After making it clear they are here for you, you get shackled and dragged off to a holding cell because the old man said you’re a witch. You’re not in there for long. Soon you get carted off to Edinburgh where they keep you in the Tolbooth. They can’t just say you’re a witch and be done with it. It has to be proven, obviously.
The trial.
The fair trial begins with questioning. The question begins with strapping you to a chair and crushing your fingers in a device called the pilliwinks, which sounds a lot cuter than it is. Take a moment to stick your fingers in a vice and tighten it.
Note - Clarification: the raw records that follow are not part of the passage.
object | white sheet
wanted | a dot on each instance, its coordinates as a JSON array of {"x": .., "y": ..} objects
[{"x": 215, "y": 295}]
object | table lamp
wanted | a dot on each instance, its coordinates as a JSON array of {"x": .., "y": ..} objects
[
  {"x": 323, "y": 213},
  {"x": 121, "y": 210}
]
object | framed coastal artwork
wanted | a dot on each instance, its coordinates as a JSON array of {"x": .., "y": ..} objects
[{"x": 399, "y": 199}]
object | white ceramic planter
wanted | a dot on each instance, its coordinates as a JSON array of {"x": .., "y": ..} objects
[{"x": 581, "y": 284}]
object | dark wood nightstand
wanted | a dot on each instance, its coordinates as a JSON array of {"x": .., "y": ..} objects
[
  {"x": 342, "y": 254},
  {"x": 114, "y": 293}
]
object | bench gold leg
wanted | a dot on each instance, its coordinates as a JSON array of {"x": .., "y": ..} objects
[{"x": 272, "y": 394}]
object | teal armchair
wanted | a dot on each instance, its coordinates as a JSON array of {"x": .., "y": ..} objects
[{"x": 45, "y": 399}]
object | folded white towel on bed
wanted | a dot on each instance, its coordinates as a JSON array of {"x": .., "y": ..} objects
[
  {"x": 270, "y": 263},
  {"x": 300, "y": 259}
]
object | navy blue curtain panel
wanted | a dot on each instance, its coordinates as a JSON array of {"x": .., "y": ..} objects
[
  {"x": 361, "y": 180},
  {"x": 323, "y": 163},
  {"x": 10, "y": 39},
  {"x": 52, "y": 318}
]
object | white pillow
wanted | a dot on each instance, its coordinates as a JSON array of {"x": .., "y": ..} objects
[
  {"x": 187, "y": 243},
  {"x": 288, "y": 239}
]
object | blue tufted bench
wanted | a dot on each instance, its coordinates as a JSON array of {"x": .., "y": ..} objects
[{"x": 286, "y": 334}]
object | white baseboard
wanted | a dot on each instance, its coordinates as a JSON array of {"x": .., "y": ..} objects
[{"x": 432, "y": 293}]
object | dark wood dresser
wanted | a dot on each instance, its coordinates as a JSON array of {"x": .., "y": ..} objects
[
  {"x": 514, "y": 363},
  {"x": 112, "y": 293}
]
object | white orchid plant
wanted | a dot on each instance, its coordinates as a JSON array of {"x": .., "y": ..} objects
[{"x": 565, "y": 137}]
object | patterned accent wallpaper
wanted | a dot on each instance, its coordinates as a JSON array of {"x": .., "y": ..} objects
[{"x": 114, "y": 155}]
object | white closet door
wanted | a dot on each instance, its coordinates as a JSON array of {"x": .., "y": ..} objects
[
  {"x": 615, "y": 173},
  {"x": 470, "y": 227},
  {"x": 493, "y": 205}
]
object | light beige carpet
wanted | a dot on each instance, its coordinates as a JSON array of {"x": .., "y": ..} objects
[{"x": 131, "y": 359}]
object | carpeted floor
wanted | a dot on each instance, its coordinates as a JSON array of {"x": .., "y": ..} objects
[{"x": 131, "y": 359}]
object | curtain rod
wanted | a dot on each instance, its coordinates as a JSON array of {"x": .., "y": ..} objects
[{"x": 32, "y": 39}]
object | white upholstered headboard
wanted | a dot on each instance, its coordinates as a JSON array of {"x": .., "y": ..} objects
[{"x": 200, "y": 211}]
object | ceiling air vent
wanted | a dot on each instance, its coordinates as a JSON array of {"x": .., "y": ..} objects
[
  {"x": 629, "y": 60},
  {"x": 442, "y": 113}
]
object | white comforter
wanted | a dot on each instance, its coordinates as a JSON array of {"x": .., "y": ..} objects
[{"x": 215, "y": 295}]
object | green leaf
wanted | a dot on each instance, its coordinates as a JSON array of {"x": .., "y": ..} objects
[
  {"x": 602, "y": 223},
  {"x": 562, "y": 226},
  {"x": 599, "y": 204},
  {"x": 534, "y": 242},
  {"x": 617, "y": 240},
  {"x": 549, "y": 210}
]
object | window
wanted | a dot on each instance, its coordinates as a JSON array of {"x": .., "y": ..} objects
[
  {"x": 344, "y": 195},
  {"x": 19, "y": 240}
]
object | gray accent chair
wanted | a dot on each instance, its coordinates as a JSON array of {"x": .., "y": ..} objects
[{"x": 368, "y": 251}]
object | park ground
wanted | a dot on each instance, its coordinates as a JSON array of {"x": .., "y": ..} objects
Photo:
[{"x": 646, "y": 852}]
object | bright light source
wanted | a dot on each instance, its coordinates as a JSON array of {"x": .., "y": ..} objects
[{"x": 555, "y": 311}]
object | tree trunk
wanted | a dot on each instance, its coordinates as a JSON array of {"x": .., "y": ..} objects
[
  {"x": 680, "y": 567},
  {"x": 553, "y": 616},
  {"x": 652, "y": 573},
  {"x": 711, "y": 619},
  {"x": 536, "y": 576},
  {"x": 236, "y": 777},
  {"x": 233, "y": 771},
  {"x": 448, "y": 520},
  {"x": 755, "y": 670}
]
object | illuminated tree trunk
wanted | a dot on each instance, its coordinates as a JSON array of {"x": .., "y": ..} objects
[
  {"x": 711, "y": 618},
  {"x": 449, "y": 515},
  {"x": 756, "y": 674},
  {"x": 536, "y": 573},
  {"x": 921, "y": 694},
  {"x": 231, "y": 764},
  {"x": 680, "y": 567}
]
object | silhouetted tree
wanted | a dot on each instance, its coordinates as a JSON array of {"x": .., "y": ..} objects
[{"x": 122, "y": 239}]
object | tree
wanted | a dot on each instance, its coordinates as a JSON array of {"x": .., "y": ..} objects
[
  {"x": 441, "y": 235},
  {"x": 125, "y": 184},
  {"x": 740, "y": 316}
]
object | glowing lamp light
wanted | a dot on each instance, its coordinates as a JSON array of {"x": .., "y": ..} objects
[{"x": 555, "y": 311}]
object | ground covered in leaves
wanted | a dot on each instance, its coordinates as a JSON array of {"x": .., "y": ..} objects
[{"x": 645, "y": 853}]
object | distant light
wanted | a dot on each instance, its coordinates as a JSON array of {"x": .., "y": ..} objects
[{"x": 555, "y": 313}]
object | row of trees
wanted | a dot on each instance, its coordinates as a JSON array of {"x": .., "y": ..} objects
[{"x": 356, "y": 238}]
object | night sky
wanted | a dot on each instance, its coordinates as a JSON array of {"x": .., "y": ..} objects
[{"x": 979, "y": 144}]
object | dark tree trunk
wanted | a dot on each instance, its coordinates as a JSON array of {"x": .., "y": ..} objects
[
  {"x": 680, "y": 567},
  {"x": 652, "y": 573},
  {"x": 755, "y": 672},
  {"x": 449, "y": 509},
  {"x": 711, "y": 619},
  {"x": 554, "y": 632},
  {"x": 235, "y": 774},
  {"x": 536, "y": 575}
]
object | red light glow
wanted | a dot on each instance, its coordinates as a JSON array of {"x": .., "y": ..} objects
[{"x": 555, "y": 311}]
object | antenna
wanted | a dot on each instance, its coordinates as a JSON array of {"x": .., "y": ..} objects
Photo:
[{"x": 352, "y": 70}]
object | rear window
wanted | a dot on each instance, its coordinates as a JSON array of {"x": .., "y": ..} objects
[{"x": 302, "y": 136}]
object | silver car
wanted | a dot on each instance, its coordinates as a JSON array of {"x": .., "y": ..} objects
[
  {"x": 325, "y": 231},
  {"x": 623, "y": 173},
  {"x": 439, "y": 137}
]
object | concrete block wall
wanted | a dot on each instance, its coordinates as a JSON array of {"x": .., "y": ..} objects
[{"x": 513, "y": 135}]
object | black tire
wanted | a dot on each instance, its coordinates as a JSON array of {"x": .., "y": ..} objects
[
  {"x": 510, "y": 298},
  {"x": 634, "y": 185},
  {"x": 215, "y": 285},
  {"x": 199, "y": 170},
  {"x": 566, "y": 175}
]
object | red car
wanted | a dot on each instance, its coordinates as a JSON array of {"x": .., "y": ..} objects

There you go, that’s a pilliwinks, and you’re an asshole for trying it. Or very method, you 16th century girl with crushed fingers. Other questions might involve extracting your fingernails and replacing them with metal pins, crushing your shins, or having your head crushed with a piece of rope.
Whatever the question, your answer was going to be, “Yes, I’m a witch, and here are fifty other people who are also witches.”
At some point you would see the inside of the court. Unless any of the aforementioned questioning involved your eyes. Somewhere during all of the ridiculous accusations, you would jump up and proclaim loudly an angrily that these confessions you made were extracted under torture and aren’t admissable in court. For a 16th century girl you are very ahead of your time. Yet, you’re making quite a case for yourself, explaining how you thought telling them what they wanted to hear would save you from more excruciating pain, and then your heart sinks because they bring in your little sister.
The testimonial.
Your little sister, also a 16th century girl, is not quite sure what all the grown ups are doing here, but she’s been promised candy if she says a few things she’s been told to say. Seemed like a good deal to her, so now you sit in complete desperation as you hear her say how you made the cow’s milk go sour, and how you levitated into a tree to get her an apple or some shit.
Normally, even back then, a child’s testimonial wasn’t considered good evidence, but your little sister rehearsed her lines very well. She would later become a much loved actress on the stage, but that was after you died, so you wouldn’t know.
Oh, yeah. You’re gonna die, because the judge is buying the whole thing. Hook, line, and sinker.
The execution.
This is where you get lucky. Relatively speaking, anyway. Contrary to popular belief, witches generally weren’t burned alive. Sean Harris’ mother was an exception to the rule. In English speaking countries hanging was the preferred way to dispose of witches, or a variation on the strangling principle. Drowning was apparently also an option, but that seems like a hassle. You’re gonna need a body of water nearby, the executioner is gonna get wet trying to dunk you.
Though if you were hoping for a nice open casket funeral after all, you’re shit outta luck. In Scotland it was common to burn witches, but there’s a case to be made for it not being an English speaking country, so… let’s just not open that can of worms, considering that they at least did you the courtesy of strangling you first.
That’s not to say it never happened, especially if you consider that burning to death was a nice and painful way to die, and the fire was in some cases considered to be purifying. Still, your parents probably want to be standing upwind. Especially at mass executions. A burning human body stinks. Burning hair, melting flesh, popping eyeballs probably. There’s really no angle from which this seems like a fun cookout. Seems overkill to add terror screams of people on fire to that scene.
Nevertheless, people came to see it in droves. I guess that’s why they invented Netflix and Playstations. The smell of a binge watch-victim is marginally more tolerable.